Клавдия Васильевна стояла перед ней, как приговоренная к смерти, и молчала.

Углы ее губ нервно подергивались.

— Скажите пожалуйста, — продолжала между тем Матильда Карловна, — чуть под забором с голоду не умерла, а туда же… да вздор все это!.. Сейчас же ступай вниз! Тебя гости ждут! Слышишь ты?..

Молодая девушка бессмысленно смотрела на нее пылающими, но сухими глазами.

— Слышишь ты? — повторила Матильда Карловна и схватила ее за руку.

Клавдия Васильевна с силою рванулась от нее и вскрикнула.

— Ишь ты какая!..

Бог весть, что было бы с ней, если бы за нее не вступилась прибежавшая на крик брюнетка.

— Оставьте ее, мадам! — сказала она. — Пусть она привыкнет, поодумается, завтра ей легче будет. Ведь и со мной то же было.

Матильда Карловна поворчала несколько минут, но потом, махнув рукой, ушла вскоре вместе с брюнеткой.

Клавдия Васильевна мгновенно переоделась в свое собственное платье, тихо проскользнула по лестнице в самый низ и очутилась в сенях подъезда.

В это время швейцар впускал новую оживленную компанию гостей.

Молодая девушка воспользовалась этой суматохой и отбежала уже далеко от ужасного дома прежде, чем швейцар успел сообразить, в чем дело.

Достойный и верный слуга Матильды Карловны тотчас же погнался за ее несчастною жертвою.

— Помогите! Спасите! — кричала Клавдия Васильевна, видя, что он ее настигает.

Но люди, проходившие в это время по переулку, слишком заняты были мыслью о предстоящих удовольствиях.

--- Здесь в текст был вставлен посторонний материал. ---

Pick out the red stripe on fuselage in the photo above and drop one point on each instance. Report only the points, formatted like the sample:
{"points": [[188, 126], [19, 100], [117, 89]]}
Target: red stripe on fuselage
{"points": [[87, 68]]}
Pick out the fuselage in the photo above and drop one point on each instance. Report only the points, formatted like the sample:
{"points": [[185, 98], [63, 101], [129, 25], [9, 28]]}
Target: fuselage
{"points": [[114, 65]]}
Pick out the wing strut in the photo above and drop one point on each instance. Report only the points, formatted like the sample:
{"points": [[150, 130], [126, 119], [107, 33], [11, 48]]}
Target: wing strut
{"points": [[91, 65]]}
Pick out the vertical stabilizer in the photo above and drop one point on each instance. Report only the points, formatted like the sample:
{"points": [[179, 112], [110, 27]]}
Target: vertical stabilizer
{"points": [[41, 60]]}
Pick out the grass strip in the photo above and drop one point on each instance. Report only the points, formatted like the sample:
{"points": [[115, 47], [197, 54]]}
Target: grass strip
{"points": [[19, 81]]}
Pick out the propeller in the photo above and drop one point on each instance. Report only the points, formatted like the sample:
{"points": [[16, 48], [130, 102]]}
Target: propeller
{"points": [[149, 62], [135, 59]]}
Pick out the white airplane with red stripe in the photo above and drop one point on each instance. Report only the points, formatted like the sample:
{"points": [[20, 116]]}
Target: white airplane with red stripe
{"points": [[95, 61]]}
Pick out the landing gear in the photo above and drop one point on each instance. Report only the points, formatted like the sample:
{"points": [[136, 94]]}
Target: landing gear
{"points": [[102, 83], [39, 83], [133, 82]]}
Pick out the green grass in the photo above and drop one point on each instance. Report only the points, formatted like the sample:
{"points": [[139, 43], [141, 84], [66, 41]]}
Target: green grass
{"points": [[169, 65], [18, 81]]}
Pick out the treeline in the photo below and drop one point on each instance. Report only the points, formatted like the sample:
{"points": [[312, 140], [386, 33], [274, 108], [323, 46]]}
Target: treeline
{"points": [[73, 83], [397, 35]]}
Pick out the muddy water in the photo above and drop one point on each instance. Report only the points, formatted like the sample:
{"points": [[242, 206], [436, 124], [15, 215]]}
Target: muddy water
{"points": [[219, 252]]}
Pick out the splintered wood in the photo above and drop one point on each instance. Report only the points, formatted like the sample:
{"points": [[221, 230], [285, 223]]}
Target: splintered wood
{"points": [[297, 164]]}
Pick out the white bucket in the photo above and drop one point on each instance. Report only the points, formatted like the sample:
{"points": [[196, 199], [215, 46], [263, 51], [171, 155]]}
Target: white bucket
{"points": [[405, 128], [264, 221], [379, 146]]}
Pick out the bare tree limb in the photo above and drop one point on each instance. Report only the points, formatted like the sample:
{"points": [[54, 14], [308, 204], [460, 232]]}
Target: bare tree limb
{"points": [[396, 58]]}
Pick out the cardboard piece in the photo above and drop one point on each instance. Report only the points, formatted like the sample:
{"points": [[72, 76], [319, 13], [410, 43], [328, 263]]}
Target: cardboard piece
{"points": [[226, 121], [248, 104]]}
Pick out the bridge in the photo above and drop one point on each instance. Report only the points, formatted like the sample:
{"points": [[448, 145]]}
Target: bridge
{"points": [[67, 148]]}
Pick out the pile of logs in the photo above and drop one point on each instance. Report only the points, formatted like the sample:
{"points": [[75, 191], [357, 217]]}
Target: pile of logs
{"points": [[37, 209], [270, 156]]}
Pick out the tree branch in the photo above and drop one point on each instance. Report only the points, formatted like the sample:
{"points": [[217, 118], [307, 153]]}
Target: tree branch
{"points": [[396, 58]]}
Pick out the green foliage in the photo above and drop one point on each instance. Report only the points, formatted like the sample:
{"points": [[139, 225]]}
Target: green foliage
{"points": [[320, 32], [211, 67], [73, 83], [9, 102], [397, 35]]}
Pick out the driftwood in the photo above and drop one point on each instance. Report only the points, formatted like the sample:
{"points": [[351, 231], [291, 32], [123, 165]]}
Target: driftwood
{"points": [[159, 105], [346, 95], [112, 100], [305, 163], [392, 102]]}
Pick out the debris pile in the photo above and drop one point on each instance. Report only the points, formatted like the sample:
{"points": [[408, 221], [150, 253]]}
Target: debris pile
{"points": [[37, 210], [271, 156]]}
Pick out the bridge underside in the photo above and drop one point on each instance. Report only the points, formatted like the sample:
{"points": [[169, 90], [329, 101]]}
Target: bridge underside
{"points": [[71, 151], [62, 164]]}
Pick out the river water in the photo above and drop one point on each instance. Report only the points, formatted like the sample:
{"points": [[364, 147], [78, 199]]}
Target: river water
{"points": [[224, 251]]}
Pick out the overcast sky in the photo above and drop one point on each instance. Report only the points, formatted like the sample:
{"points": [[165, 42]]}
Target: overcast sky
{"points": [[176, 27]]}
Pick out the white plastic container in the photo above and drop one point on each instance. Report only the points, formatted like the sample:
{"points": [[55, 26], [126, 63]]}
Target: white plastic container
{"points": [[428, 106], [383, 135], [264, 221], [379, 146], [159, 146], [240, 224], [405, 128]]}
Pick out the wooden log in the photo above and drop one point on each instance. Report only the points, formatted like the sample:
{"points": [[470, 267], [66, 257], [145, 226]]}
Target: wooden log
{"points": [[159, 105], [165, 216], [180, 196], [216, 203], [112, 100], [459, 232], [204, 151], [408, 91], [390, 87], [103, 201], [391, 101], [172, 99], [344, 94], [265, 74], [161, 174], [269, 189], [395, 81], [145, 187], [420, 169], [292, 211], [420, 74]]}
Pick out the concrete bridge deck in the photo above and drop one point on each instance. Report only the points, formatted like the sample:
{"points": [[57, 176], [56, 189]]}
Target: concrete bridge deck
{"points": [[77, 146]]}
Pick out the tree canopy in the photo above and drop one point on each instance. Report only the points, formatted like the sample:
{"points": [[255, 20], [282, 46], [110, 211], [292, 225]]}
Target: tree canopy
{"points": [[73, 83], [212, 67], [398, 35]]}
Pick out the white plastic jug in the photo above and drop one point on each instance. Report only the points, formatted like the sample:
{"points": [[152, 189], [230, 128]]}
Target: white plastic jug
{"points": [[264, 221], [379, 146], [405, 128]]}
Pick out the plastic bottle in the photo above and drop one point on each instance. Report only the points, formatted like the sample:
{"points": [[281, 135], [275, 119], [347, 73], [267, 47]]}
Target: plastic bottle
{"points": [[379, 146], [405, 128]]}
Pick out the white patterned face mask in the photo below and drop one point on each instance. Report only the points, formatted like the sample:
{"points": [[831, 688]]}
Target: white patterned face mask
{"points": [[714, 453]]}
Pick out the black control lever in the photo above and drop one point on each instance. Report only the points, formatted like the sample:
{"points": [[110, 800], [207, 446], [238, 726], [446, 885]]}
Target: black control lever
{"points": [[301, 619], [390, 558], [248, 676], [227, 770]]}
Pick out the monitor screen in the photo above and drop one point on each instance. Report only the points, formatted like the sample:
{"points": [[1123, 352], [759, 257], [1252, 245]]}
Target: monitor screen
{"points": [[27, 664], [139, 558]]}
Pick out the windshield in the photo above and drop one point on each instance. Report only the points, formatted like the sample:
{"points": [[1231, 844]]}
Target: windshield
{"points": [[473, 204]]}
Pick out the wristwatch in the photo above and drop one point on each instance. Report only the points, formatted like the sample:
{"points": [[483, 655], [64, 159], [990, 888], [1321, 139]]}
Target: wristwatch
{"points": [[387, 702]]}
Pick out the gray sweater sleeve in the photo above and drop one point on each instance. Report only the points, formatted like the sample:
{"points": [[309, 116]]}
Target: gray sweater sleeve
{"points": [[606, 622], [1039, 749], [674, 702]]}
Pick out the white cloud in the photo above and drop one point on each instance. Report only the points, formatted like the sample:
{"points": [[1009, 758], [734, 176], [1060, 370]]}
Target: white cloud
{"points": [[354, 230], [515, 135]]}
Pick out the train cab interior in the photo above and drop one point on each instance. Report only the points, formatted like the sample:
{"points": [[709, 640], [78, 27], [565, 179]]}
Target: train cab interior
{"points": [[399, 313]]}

— Эге! Одна убегает! — смеясь, говорили они.

— Ничего, потом привыкнет, — умозаключили другие.

Выбежав из переулка и не видя другого спасения, молодая девушка бросилась в ворота первого дома, шмыгнула в первую дверь и по лестнице побежала наверх.

Через несколько минут она была уже на чердаке трехэтажного дома.

На чердаке было совершенно темно, и только после нескольких минут пребывания там глаза привыкли к окружающему мраку, и несчастная девушка различала полосы еле пробивавшегося света, отражаемого уличными фонарями.

В первую минуту Клавдия Васильевна облегченно вздохнула полной грудью, сочтя себя в безопасности от преследования грозного швейцара своеобразного ресторана.

Но это сравнительное спокойствие было непродолжительно.

До чуткого уха все еще бывшей настороже молодой девушки донеслись звуки нескольких человеческих голосов со двора.

Видимо, швейцар видел, куда она скрылась, и призывал на помощь дворников дома.

Клавдия Васильевна пошла, или лучше сказать, поползла, так как приходилось идти в некоторых местах на четвереньках, на одну из полос света.

Вскоре она очутилась у слухового окна, выходящего на улицу. Небольшое усилие со стороны молодой девушки, и одиночная рама слухового окна подалась и отворилась.

Теперь ей были ясны доносившиеся от ворот двора крики.

— Сюда прошмыгнула, сюда! — кричал грубый голос.

Клавдия Васильевна догадалась, что этот голос принадлежит преследовавшему ее швейцару.

— Иди ты к лешему! На ночь глядя увидел ты, куда кто прошмыгнул. Может, тебе с пьяных глаз померещилось.

— Говорю тебе, перед самым моим носом прошмыгнула, еще минута, и я бы ее за шиворот схватил.

— Да что, она у тебя украла что ли что?..

— Ничего не украла. Сбежала…

— От кого?

— От Матильды Карловны.

— И поделом крашеной кукле. Так зачем же она сюда побежит, сбежала если, так дала стрекача к воздахтору, обыкновенное дело… — продолжал убеждать швейцара другой сиплый голос.